There’s a lot of talk about returning to the office as it was, but Publicis Groupe says it is fully reimagining the workplace.
The holding company hasn’t yet set a formal date for reopening its offices—that will depend on local vaccination rates in each market where it operates. But it’s planning for a hybrid working model powered by its digital platform, Marcel.
“There has to be a symbiotic relationship between the home and office experiences, with Marcel being the connectivity between the two,” explained Carla Serrano, chief strategy officer at Publicis Groupe and CEO of Publicis NY.
As employees begin to return to the office, Publicis will need to put certain restrictions in place, such as limiting the number of people who can be inside at a given time.

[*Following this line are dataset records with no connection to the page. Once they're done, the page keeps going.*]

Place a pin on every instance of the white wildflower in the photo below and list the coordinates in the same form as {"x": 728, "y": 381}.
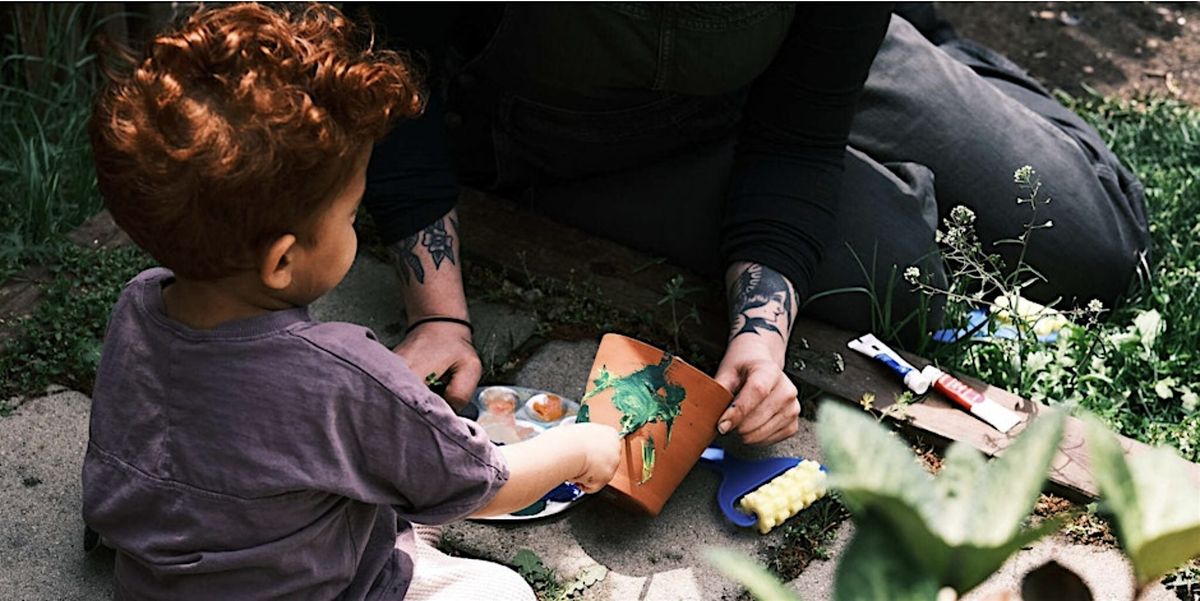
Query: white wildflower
{"x": 1189, "y": 400}
{"x": 1163, "y": 388}
{"x": 1038, "y": 360}
{"x": 1149, "y": 325}
{"x": 963, "y": 215}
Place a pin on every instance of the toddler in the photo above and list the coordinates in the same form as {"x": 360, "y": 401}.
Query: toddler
{"x": 238, "y": 449}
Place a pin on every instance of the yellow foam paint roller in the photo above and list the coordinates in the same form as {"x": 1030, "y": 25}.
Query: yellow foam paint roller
{"x": 765, "y": 493}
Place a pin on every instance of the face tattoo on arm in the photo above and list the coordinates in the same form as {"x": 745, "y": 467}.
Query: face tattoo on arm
{"x": 438, "y": 244}
{"x": 761, "y": 301}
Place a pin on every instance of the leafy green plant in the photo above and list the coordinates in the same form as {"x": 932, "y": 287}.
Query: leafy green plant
{"x": 924, "y": 538}
{"x": 761, "y": 583}
{"x": 675, "y": 293}
{"x": 957, "y": 528}
{"x": 47, "y": 180}
{"x": 60, "y": 342}
{"x": 546, "y": 583}
{"x": 1153, "y": 500}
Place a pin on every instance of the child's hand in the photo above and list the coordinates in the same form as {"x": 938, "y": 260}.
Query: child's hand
{"x": 600, "y": 449}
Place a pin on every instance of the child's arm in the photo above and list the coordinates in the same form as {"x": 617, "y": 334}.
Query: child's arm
{"x": 585, "y": 454}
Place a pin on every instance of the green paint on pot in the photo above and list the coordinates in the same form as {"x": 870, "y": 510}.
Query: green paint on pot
{"x": 647, "y": 460}
{"x": 642, "y": 397}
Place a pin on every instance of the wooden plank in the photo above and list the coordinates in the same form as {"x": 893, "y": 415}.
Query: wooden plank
{"x": 497, "y": 233}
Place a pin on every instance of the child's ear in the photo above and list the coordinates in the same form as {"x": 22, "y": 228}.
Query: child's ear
{"x": 276, "y": 265}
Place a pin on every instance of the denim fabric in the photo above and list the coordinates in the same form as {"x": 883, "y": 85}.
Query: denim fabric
{"x": 934, "y": 130}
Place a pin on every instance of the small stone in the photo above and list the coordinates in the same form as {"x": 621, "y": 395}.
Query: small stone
{"x": 1068, "y": 19}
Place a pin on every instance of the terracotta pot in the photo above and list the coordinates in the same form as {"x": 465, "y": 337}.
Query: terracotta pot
{"x": 643, "y": 392}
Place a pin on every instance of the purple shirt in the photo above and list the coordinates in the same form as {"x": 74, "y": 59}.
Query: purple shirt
{"x": 271, "y": 457}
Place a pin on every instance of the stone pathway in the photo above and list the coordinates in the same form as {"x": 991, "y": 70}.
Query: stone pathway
{"x": 659, "y": 559}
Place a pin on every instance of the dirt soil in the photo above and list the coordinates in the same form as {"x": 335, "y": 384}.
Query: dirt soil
{"x": 1125, "y": 49}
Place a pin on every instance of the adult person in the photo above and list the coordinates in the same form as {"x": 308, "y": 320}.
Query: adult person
{"x": 715, "y": 136}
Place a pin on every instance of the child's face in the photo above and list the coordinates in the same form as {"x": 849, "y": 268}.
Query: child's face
{"x": 328, "y": 257}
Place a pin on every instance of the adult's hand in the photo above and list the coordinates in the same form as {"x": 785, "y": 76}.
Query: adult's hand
{"x": 765, "y": 407}
{"x": 762, "y": 308}
{"x": 432, "y": 284}
{"x": 444, "y": 350}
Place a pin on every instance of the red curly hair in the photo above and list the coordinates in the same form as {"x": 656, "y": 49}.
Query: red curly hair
{"x": 238, "y": 126}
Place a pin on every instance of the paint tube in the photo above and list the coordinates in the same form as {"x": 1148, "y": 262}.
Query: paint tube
{"x": 871, "y": 347}
{"x": 995, "y": 414}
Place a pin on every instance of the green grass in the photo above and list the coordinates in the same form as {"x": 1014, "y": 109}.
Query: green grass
{"x": 1141, "y": 378}
{"x": 59, "y": 343}
{"x": 47, "y": 182}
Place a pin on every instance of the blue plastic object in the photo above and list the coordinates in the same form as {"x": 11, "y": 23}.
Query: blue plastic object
{"x": 977, "y": 329}
{"x": 743, "y": 476}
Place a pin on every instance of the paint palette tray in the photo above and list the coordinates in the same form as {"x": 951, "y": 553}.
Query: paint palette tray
{"x": 511, "y": 414}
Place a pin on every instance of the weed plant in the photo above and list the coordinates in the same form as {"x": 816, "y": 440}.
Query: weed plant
{"x": 47, "y": 180}
{"x": 60, "y": 342}
{"x": 1135, "y": 365}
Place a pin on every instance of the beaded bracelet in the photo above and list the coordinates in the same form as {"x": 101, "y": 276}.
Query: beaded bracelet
{"x": 439, "y": 318}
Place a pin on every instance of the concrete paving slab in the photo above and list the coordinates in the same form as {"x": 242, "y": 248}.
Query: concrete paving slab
{"x": 41, "y": 529}
{"x": 370, "y": 296}
{"x": 1105, "y": 571}
{"x": 665, "y": 554}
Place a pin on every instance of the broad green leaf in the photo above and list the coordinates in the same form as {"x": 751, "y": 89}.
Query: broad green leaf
{"x": 1114, "y": 480}
{"x": 762, "y": 584}
{"x": 954, "y": 486}
{"x": 875, "y": 568}
{"x": 1153, "y": 499}
{"x": 957, "y": 529}
{"x": 861, "y": 455}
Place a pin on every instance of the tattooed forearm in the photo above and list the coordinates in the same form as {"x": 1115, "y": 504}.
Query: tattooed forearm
{"x": 436, "y": 241}
{"x": 761, "y": 300}
{"x": 411, "y": 264}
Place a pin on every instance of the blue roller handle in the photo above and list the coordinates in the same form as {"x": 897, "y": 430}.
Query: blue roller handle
{"x": 741, "y": 476}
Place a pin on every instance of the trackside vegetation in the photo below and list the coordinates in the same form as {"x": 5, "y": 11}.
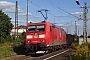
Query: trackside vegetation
{"x": 82, "y": 52}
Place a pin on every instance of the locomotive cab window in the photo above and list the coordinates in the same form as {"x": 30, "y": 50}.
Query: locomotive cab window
{"x": 40, "y": 28}
{"x": 31, "y": 28}
{"x": 36, "y": 28}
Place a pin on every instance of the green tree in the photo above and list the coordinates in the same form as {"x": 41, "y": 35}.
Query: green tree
{"x": 5, "y": 27}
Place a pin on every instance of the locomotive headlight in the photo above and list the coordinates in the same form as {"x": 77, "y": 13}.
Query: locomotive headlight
{"x": 42, "y": 36}
{"x": 42, "y": 40}
{"x": 29, "y": 36}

Certain disciplines, such as creative or innovation, will need to be in-person more than others, and different account teams will need to meet in person on given days, based on client demands.

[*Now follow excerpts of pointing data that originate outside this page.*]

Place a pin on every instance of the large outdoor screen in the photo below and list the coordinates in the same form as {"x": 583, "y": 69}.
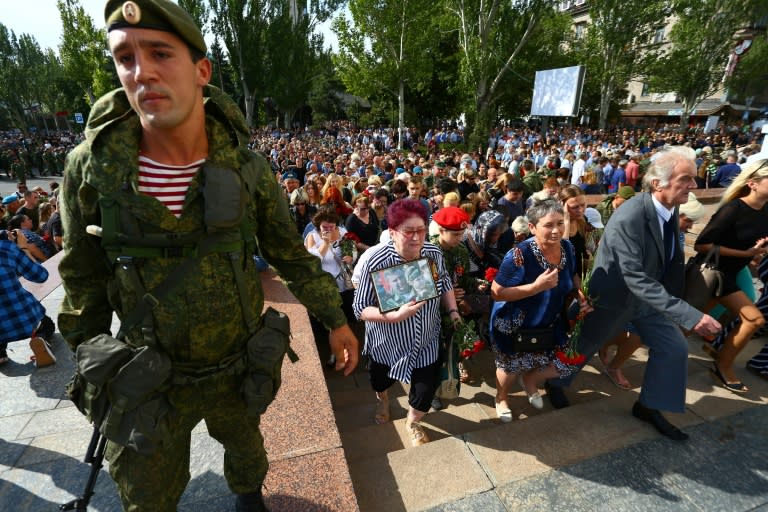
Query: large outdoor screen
{"x": 557, "y": 92}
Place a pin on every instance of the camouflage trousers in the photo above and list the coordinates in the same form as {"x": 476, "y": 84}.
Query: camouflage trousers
{"x": 156, "y": 482}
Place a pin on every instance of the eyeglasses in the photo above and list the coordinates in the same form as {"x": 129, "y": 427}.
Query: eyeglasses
{"x": 408, "y": 233}
{"x": 754, "y": 173}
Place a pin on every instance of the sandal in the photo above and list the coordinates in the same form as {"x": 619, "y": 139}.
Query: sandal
{"x": 504, "y": 413}
{"x": 710, "y": 350}
{"x": 763, "y": 374}
{"x": 42, "y": 353}
{"x": 533, "y": 398}
{"x": 617, "y": 377}
{"x": 381, "y": 414}
{"x": 604, "y": 356}
{"x": 463, "y": 374}
{"x": 736, "y": 387}
{"x": 416, "y": 433}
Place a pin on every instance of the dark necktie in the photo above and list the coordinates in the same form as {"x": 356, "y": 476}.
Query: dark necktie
{"x": 669, "y": 239}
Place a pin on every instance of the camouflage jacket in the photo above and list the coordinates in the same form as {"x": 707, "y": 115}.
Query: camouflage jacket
{"x": 200, "y": 322}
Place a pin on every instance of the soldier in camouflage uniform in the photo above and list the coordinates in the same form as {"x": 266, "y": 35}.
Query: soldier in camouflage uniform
{"x": 18, "y": 171}
{"x": 49, "y": 162}
{"x": 167, "y": 111}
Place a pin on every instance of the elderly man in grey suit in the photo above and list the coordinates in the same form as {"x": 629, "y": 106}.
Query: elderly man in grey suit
{"x": 638, "y": 277}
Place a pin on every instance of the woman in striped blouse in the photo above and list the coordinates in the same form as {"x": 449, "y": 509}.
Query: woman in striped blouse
{"x": 402, "y": 345}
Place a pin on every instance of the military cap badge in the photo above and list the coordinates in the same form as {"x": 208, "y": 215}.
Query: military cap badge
{"x": 131, "y": 12}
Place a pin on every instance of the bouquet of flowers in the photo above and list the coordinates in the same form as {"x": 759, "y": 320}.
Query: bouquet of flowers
{"x": 466, "y": 339}
{"x": 490, "y": 274}
{"x": 570, "y": 355}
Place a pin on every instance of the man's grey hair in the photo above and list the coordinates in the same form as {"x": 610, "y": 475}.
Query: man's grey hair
{"x": 664, "y": 162}
{"x": 541, "y": 209}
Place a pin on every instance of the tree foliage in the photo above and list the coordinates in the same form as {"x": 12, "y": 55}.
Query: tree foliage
{"x": 615, "y": 47}
{"x": 751, "y": 73}
{"x": 492, "y": 34}
{"x": 700, "y": 41}
{"x": 83, "y": 51}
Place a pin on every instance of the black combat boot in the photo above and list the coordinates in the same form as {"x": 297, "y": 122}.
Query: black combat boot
{"x": 46, "y": 329}
{"x": 250, "y": 502}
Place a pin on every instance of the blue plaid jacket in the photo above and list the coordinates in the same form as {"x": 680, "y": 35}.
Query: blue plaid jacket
{"x": 20, "y": 311}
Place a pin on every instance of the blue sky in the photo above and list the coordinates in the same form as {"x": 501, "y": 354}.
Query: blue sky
{"x": 40, "y": 18}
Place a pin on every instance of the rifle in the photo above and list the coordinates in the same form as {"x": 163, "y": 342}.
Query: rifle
{"x": 94, "y": 456}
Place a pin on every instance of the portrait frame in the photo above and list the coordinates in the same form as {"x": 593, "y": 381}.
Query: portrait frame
{"x": 403, "y": 283}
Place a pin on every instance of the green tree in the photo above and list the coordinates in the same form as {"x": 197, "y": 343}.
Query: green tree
{"x": 83, "y": 51}
{"x": 290, "y": 61}
{"x": 224, "y": 75}
{"x": 614, "y": 48}
{"x": 52, "y": 93}
{"x": 385, "y": 48}
{"x": 492, "y": 34}
{"x": 13, "y": 102}
{"x": 241, "y": 25}
{"x": 199, "y": 11}
{"x": 693, "y": 65}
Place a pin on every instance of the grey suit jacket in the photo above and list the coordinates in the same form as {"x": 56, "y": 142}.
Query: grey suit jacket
{"x": 629, "y": 267}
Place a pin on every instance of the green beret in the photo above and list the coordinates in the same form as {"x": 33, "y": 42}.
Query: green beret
{"x": 156, "y": 15}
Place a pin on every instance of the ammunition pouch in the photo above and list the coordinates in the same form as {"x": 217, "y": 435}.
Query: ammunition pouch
{"x": 266, "y": 350}
{"x": 120, "y": 389}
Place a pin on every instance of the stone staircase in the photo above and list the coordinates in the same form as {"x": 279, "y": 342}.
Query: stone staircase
{"x": 471, "y": 452}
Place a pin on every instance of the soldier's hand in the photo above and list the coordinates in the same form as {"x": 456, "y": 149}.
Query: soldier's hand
{"x": 345, "y": 347}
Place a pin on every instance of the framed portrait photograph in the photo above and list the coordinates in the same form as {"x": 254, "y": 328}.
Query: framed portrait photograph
{"x": 403, "y": 283}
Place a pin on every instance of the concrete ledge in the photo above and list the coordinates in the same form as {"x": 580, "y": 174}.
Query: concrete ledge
{"x": 308, "y": 471}
{"x": 42, "y": 290}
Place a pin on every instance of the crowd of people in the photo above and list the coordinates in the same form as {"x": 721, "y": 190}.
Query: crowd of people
{"x": 166, "y": 210}
{"x": 35, "y": 154}
{"x": 519, "y": 209}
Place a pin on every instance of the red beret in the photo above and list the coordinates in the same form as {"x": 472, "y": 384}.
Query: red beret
{"x": 452, "y": 218}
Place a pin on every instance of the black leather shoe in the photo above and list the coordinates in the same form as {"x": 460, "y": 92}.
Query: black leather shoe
{"x": 655, "y": 418}
{"x": 556, "y": 396}
{"x": 251, "y": 502}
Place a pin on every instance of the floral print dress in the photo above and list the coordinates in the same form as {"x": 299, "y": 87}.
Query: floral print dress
{"x": 522, "y": 265}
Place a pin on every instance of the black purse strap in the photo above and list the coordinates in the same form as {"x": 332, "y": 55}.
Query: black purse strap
{"x": 713, "y": 256}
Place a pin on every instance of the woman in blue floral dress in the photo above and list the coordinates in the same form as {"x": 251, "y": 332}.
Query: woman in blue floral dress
{"x": 530, "y": 291}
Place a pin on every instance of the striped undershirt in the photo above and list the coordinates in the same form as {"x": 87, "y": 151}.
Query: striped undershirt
{"x": 411, "y": 343}
{"x": 167, "y": 183}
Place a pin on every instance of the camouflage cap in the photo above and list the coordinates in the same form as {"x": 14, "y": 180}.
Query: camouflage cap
{"x": 156, "y": 15}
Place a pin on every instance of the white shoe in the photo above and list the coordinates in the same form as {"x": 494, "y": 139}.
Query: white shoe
{"x": 504, "y": 413}
{"x": 42, "y": 353}
{"x": 535, "y": 399}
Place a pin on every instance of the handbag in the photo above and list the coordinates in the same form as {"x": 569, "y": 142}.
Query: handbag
{"x": 703, "y": 279}
{"x": 448, "y": 387}
{"x": 540, "y": 339}
{"x": 345, "y": 274}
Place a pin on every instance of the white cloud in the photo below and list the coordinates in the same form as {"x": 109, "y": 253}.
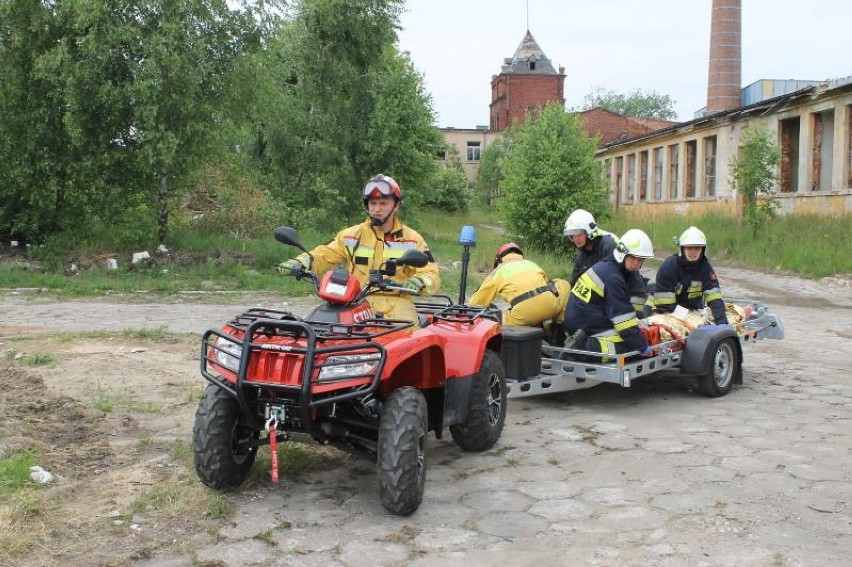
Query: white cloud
{"x": 620, "y": 45}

To navigate what could turn into a logistical headache, Publicis Groupe will use Marcel, the AI-powered platform it launched in 2017, to power the ability to check in and out of the office, book a conference room or check-in on a work from home day, as well as adhere to local guidelines around COVID-19.
“We can't do a one-size-fits-all in terms of how this works,” Serrano said. “The levers will be slightly different depending on the agency you work with, the accounts you work on and the discipline you are part of.”

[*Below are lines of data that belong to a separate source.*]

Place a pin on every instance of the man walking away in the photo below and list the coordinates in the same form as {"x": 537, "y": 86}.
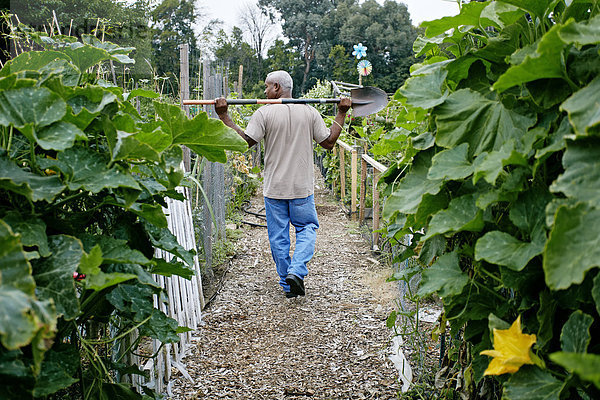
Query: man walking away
{"x": 288, "y": 131}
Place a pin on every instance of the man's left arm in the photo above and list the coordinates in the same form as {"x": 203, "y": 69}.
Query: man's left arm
{"x": 338, "y": 124}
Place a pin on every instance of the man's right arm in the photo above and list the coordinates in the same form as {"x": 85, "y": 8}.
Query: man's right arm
{"x": 221, "y": 109}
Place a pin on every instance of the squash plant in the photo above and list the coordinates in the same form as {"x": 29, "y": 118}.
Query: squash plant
{"x": 83, "y": 182}
{"x": 499, "y": 188}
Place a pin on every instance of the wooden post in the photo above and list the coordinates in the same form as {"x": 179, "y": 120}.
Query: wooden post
{"x": 240, "y": 77}
{"x": 376, "y": 175}
{"x": 363, "y": 190}
{"x": 342, "y": 174}
{"x": 334, "y": 180}
{"x": 354, "y": 167}
{"x": 184, "y": 94}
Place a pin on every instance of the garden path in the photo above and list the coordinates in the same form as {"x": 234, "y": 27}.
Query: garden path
{"x": 331, "y": 344}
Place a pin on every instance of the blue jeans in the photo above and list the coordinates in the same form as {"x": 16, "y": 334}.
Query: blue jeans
{"x": 302, "y": 214}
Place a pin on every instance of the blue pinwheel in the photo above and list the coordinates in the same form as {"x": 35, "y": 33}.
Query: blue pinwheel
{"x": 359, "y": 51}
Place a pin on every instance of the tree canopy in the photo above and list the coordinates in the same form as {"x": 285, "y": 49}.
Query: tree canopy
{"x": 323, "y": 32}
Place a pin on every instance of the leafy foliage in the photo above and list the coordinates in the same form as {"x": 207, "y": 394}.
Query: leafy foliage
{"x": 499, "y": 161}
{"x": 82, "y": 185}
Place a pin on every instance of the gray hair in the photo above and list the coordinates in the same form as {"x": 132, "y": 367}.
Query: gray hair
{"x": 283, "y": 78}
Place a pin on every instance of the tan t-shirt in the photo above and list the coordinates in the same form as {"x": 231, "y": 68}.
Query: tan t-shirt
{"x": 288, "y": 131}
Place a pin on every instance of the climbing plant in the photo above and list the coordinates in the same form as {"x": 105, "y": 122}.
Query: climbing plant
{"x": 83, "y": 182}
{"x": 498, "y": 188}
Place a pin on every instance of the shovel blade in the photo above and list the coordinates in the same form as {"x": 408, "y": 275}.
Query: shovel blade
{"x": 367, "y": 100}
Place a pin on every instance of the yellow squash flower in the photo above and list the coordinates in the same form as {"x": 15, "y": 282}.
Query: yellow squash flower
{"x": 511, "y": 350}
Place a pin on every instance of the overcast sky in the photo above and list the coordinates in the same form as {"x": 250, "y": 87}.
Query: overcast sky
{"x": 420, "y": 10}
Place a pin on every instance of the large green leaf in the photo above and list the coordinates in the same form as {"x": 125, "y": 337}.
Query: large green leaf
{"x": 567, "y": 260}
{"x": 15, "y": 270}
{"x": 539, "y": 8}
{"x": 23, "y": 318}
{"x": 206, "y": 136}
{"x": 575, "y": 334}
{"x": 546, "y": 59}
{"x": 32, "y": 230}
{"x": 490, "y": 165}
{"x": 532, "y": 383}
{"x": 503, "y": 249}
{"x": 430, "y": 205}
{"x": 58, "y": 370}
{"x": 582, "y": 33}
{"x": 163, "y": 239}
{"x": 596, "y": 292}
{"x": 545, "y": 62}
{"x": 115, "y": 251}
{"x": 583, "y": 108}
{"x": 140, "y": 145}
{"x": 35, "y": 106}
{"x": 426, "y": 91}
{"x": 444, "y": 277}
{"x": 95, "y": 278}
{"x": 116, "y": 51}
{"x": 586, "y": 366}
{"x": 86, "y": 103}
{"x": 468, "y": 117}
{"x": 133, "y": 300}
{"x": 88, "y": 169}
{"x": 462, "y": 214}
{"x": 502, "y": 13}
{"x": 545, "y": 316}
{"x": 59, "y": 136}
{"x": 160, "y": 327}
{"x": 85, "y": 56}
{"x": 409, "y": 193}
{"x": 581, "y": 178}
{"x": 451, "y": 164}
{"x": 34, "y": 60}
{"x": 528, "y": 211}
{"x": 54, "y": 275}
{"x": 33, "y": 187}
{"x": 469, "y": 15}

But Marcel won’t be running the entire show. Behind the scenes will be a team of logistics officers managing office capacity. The goal is to ensure there’s flexibility, so that people who may not be scheduled to work at the office can decide if they want to come in, and vice versa.
To determine who comes into the office and when, Publicis believes work such as as writing copy or creating PowerPoints, or checking in for daily meetings, can be done at home; but brainstorming, client meetings and team building will benefit from being done at the office, explained Dan Murray, CEO of Marcel.
Being in the office will also be important for integrated “Power of One” teams, which Publicis is increasingly building on behalf of global accounts.
“For moments when integration can create better quality thinking and solutions, it’s going to be important to be in the office,” Serrano added.
When Marcel launched with much fanfare in 2017, remote work wasn’t even a consideration.
Fast-forward to today, and Marcel has iterated from a connection platform to a system that has helped Publicis solve for the constraints of the pandemic and the challenges of working from home. Publicis claims Marcel saved 2,500 jobs last year by shifting employees to different accounts based on spending shifts during the pandemic.
“We pivoted the Marcel platform to make sure it was focused on saving jobs and having employees work on things together,” Serrano said.
When Marcel launched, the industry was skeptical about whether employees would use such a platform. But according to Publicis, 72,000 employees have set up profiles on the platform, with 45,000 of them logging in weekly, thanks to Marcel’s renewed relevance in a remote-first world.
Now, Marcel is pivoting again. In addition to managing logistics, Marcel will keep employees connected while they work from home through communities and employee resources groups at the local, agency and client level on the platform. Marcel also has a live streaming functionality and will offer learning and development courses around office safety required by certain markets and locations.
But as staff are asked to track their whereabouts through Marcel, questions arise about employee privacy. In order to successfully manage logistics, Marcel will need to track when people check in and out of the office, which conference rooms and seats they book and when people decide to take work from home days.
Employees are not required to create a profile on Marcel and can decide how much information they want to share, Serrano said. Employee identities on the platform are also 100% obscured and anonymized so activity can’t be tracked back to a specific person.
“Our foundations are very much about opting-in, but we want to give people a more personalized experience if we can,” Serrano said.